In our interpretation, mainly original DETR code is used for transformer decoder model initialization and forward, model parallelizing, training, evaluation, data read, data augmentation etc. All of our changes are applied to the backbone part of the code. For token transformer and token performer parts are taken from T2T-ViT code and our image to token and LIE-T2T implementations are inspired from the same code. In Section 3.2 of the paper, positional encoding process is introduced as a 1D process, in contrast to the 2D positional embedding in DETR. For that, Positional encoding code of DETR[4] paper is adapted to 1D by us.

In the paper, none of the kernel sizes, padding or stride of any Unfold layer is explained. Kernel sizes are assumed by 3 and padding is assumed as 1 since they are the most common options in a backbone. However, larger kernel sizes may affect the model like a deeper network and it may create a performance difference with better/worse results. Stride is selected as 2 for first M layers and 1 for the rest, and M is selected as 5 in order to match 32 step size. Lower step size causes exponential GPU usage for our case, which causes CUDA out of memory error. Higher step size causes exponentially worse detection performence.

3. Experiments and results

3.1. Experimental setup

The paper introduces their experimental setup as follows: The main settings and training strategy of WB-DETR are mainly followed by DETR[4] for better comparisons. All transformer weights are initialized with Xavier Init, and our model has no pre-train process on any external dataset. By default, models are trained for 500 epochs with a learning rate drop 10× at the 400 epoch. We optimize WB-DETR via an Adam optimizer with a base learning rate of 1e−4 and a weight decay of 0.001. We use a batch size of 32 and train the network on 16 V100 GPUs with 4 images per-GPU. We use some standard data augmentations, such as random resizing, color jittering, random flipping and so on to overcome the overfitting.

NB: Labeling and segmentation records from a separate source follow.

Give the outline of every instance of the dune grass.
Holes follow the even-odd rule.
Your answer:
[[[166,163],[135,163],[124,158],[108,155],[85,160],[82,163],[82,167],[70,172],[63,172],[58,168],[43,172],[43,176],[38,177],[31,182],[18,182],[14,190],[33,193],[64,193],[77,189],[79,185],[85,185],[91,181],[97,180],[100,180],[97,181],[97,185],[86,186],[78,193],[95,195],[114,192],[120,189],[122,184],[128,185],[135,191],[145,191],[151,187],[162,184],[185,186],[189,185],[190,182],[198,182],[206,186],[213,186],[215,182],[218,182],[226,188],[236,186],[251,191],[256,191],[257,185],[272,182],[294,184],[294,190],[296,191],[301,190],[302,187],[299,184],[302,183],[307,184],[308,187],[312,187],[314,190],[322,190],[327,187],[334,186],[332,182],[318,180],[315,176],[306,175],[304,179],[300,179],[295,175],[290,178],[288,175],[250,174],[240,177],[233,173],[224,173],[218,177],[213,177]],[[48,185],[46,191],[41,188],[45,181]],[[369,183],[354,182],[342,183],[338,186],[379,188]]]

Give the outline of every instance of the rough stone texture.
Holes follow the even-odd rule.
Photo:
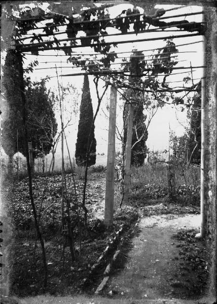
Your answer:
[[[215,9],[206,8],[207,27],[206,43],[206,84],[205,112],[205,224],[211,241],[212,265],[210,292],[216,295],[216,187],[217,187],[217,13]]]

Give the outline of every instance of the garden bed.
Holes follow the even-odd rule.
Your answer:
[[[76,178],[78,196],[81,197],[83,181],[78,176]],[[68,187],[71,187],[71,174],[66,175],[66,180]],[[106,229],[100,219],[103,215],[102,202],[104,197],[105,174],[91,174],[86,199],[89,233],[87,233],[83,225],[80,250],[79,234],[75,231],[76,260],[71,261],[69,246],[66,244],[63,268],[60,203],[61,176],[49,176],[47,179],[46,176],[34,178],[33,191],[38,212],[44,187],[46,183],[47,185],[47,189],[44,193],[45,200],[43,204],[41,220],[49,274],[48,286],[44,288],[44,270],[39,241],[34,257],[36,233],[27,183],[28,180],[24,179],[13,184],[5,185],[3,194],[11,218],[14,236],[10,256],[11,293],[24,296],[44,293],[55,295],[74,294],[84,291],[92,293],[96,288],[99,276],[104,271],[118,245],[118,240],[115,240],[115,246],[112,243],[113,240],[117,238],[116,233],[123,226],[123,236],[122,233],[121,235],[125,237],[125,232],[132,226],[138,218],[137,210],[129,206],[124,206],[121,210],[117,209],[114,214],[113,226]],[[103,256],[93,272],[91,268],[97,262],[107,246],[110,246],[111,250]],[[83,284],[85,278],[88,279],[88,284]]]

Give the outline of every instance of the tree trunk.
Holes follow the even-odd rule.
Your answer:
[[[29,162],[29,148],[27,141],[28,138],[28,130],[26,125],[26,98],[24,94],[25,85],[23,80],[23,69],[22,63],[22,56],[20,53],[17,53],[17,60],[19,63],[19,74],[20,76],[20,92],[21,95],[21,101],[22,104],[21,107],[22,109],[22,120],[24,129],[24,140],[25,140],[25,153],[26,155],[26,164],[28,171],[28,182],[29,182],[29,197],[30,199],[31,208],[32,209],[33,215],[34,217],[34,223],[35,226],[35,229],[37,233],[37,236],[40,240],[41,245],[42,247],[42,258],[44,263],[44,270],[45,271],[45,277],[44,281],[44,287],[47,286],[47,278],[48,278],[48,268],[46,262],[46,255],[45,253],[45,244],[44,243],[44,240],[42,238],[42,234],[41,233],[41,230],[39,227],[39,222],[38,221],[37,213],[36,212],[35,206],[34,203],[34,199],[33,197],[32,193],[32,177],[31,177],[31,170],[30,164]]]
[[[130,166],[131,159],[132,134],[133,124],[133,105],[130,104],[129,107],[128,124],[127,126],[127,136],[126,145],[125,170],[124,182],[124,193],[123,202],[127,203],[130,192]]]
[[[45,173],[45,158],[42,158],[42,173]]]
[[[104,214],[107,226],[113,223],[117,94],[117,89],[111,87]]]
[[[53,172],[54,169],[54,163],[55,163],[55,152],[54,152],[54,147],[52,147],[52,159],[51,161],[53,162],[52,162],[52,166],[51,168],[51,172]]]

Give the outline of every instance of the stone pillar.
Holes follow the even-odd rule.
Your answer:
[[[104,223],[107,226],[113,223],[117,94],[117,89],[111,87],[104,215]]]
[[[212,255],[210,295],[216,299],[217,241],[217,12],[204,8],[207,29],[206,96],[204,104],[205,227]]]

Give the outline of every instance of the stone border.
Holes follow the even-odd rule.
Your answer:
[[[135,224],[135,226],[134,226],[133,229],[132,230],[132,232],[130,233],[131,235],[133,235],[135,233],[135,230],[136,229],[137,227],[138,226],[138,222],[139,222],[139,221],[140,221],[140,217],[139,217],[138,219],[137,219],[137,220],[136,221],[136,222]],[[119,231],[120,231],[120,230]],[[121,230],[121,231],[122,231],[122,230]],[[116,233],[117,234],[118,233]],[[119,234],[118,235],[119,235]],[[116,238],[116,236],[115,237],[114,239]],[[119,248],[123,245],[124,242],[124,239],[123,237],[122,237],[121,239],[121,241],[120,241],[120,244],[119,246]],[[105,286],[107,283],[107,282],[110,278],[109,276],[108,276],[108,275],[109,275],[109,274],[111,273],[111,271],[112,269],[112,267],[114,265],[114,263],[115,262],[116,260],[117,260],[117,259],[120,253],[121,253],[121,250],[120,249],[117,250],[116,251],[115,254],[113,255],[113,259],[107,265],[107,267],[103,274],[103,275],[104,276],[104,278],[102,279],[102,280],[101,282],[97,288],[96,291],[95,291],[95,294],[99,294],[100,293],[100,292],[102,290],[102,289],[105,287]]]
[[[83,286],[88,281],[88,279],[90,277],[93,275],[94,273],[96,271],[96,270],[98,268],[100,264],[101,264],[103,259],[108,254],[108,252],[111,251],[113,247],[114,246],[116,242],[118,240],[118,239],[120,237],[120,234],[123,232],[123,227],[124,225],[122,224],[120,226],[119,230],[115,233],[116,236],[114,237],[113,239],[108,244],[108,245],[106,246],[106,248],[102,252],[102,253],[99,256],[99,257],[97,259],[96,262],[93,264],[92,267],[90,269],[90,270],[89,272],[89,274],[88,277],[87,278],[85,278],[82,281],[81,286]],[[106,284],[106,283],[105,283]]]

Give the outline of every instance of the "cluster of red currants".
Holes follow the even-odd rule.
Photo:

The transformer is trained with a default dropout of 0.1. We fix the number of decoding layers at 6 and report performance with the different layer number N and K of encoder: When N and K is n and k, the corresponding model is named as $WB-DETR_{nk}$.

We have tried to follow the same experimental setup as explained in the paper, except the batch size. Since we have used a TUBITAK TRUBA instance for intensive training, we have used 8 NVIDIA A100 GPUs with 12 images per-GPU. The batch size explained in the paper's setup section is not clear, as they firstly say that their batch size is 32, then 4 images for each of 16 GPUs (64). In any way, we were able to use higher batch size (96), in order to have faster convergence in a limited time.

3.2. Running the code

There are no extra compiled components in WBDETR and package dependencies are minimal, so the code is very simple to use. We provide instructions how to install dependencies via conda. First, clone the repository locally:

install PyTorch 1.5+ and torchvision 0.6+:

conda install -c pytorch pytorch torchvision

Install pycocotools (for evaluation on COCO) and scipy (for training):

conda install cython scipy
pip install -U 'git+https://github.com/cocodataset/cocoapi.git#subdirectory=PythonAPI'

That's it, should be good to train and evaluate detection models.

3.2.1 Data preparation

Download and extract COCO 2017 train and val images with annotations from http://cocodataset.org. We expect the directory structure to be the following:

path/to/coco/
  annotations/  # annotation json files
  train2017/    # train images
  val2017/      # val images

3.2.2 Training

To train baseline WBDETR on a single node with 8 gpus for 500 epochs run:

python -m torch.distributed.launch --nproc_per_node=8 --use_env main.py --cfg config.yaml

3.2.3 Evaluation

To evaluate WB-DETR(2,8) on COCO val5k with a single GPU run:

python main.py --batch_size 2 --eval --resume checkpoint.pth --cfg config.yaml

3.3. Results

PyTorch training code and pretrained models for WB-DETR.

Our code is able to any (N,K) pair in WB-DETR(N-K) experiments. Yet, due to the limitation in computational resources only two experiments are done. One of it is WB-DETR (0-4) for ~350 epochs and the other is WB-DETR(2-8) for ~500 epochs.

We provide baseline WB-DETR models. AP is computed on COCO 2017 val5k.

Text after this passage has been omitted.